3. The drag force (F_d) experienced by an object moving through a fluid depends on:

• A. Object's shape and size only
• B. Fluid properties and object velocity
• C. Depth of submersion only
• D. Buoyant force acting on the object

Correct answer: B

Rationale: The drag force experienced by an object moving through a fluid depends on multiple factors, including the object's shape, size, velocity, and the fluid's properties such as viscosity and density. Choices A, C, and D are incorrect because drag force is not solely determined by the object's shape and size, depth of submersion, or buoyant force acting on the object. The primary factors affecting drag force are the fluid properties and the object's velocity. Therefore, the correct answer is B.

4. Certain non-Newtonian fluids exhibit shear thickening behavior. In this case, the fluid's viscosity:

• A. Remains constant with increasing shear rate
• B. Decreases with increasing shear rate (shear thinning)
• C. Increases with increasing shear rate
• D. Depends solely on the applied pressure

Correct answer: C

Rationale: When a non-Newtonian fluid exhibits shear thickening behavior, its viscosity increases with increasing shear rate. This means that as more force is applied to the fluid, its resistance to flow also increases, resulting in a higher viscosity. This phenomenon is opposite to shear thinning, where viscosity decreases with increasing shear rate. Therefore, in the case of shear thickening behavior, the correct answer is that the fluid's viscosity increases with increasing shear rate. Choices A, B, and D are incorrect because shear thickening behavior specifically involves an increase in viscosity with increasing shear rate, not remaining constant, decreasing, or depending on applied pressure.
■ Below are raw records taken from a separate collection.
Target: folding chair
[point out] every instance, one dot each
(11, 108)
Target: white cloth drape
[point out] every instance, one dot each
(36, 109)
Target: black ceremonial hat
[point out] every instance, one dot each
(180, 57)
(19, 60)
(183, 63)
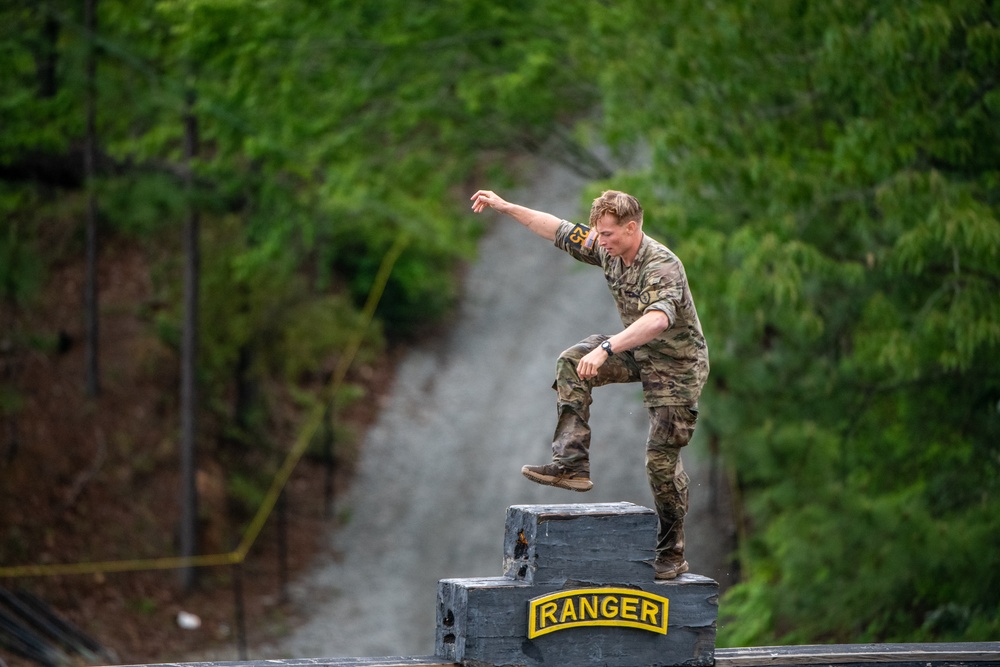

5. Two balloons with charges of 5 μC each are placed 25 cm apart. What is the magnitude of the resulting repulsive force between them?

• A. 0.18 N
• B. 1.8 N
• C. 10−3 N
• D. 5 × 10−3 N

Correct answer: B

Rationale: To find the repulsive force between the two charges, we use Coulomb's law: F = k(q1 * q2) / r^2. Here, k is the Coulomb constant (8.99 x 10^9 Nm^2/C^2), q1 and q2 are the charges (5 μC each), and r is the distance between the charges (25 cm = 0.25 m). Substituting these values into the formula: F = (8.99 x 10^9 Nm^2/C^2)(5 x 10^-6 C)(5 x 10^-6 C) / (0.25 m)^2. Calculating this gives F = 1.8 N. Therefore, the magnitude of the resulting repulsive force between the two balloons is 1.8 N. Choice A, C, and D are incorrect as they do not correctly calculate the force using Coulomb's law.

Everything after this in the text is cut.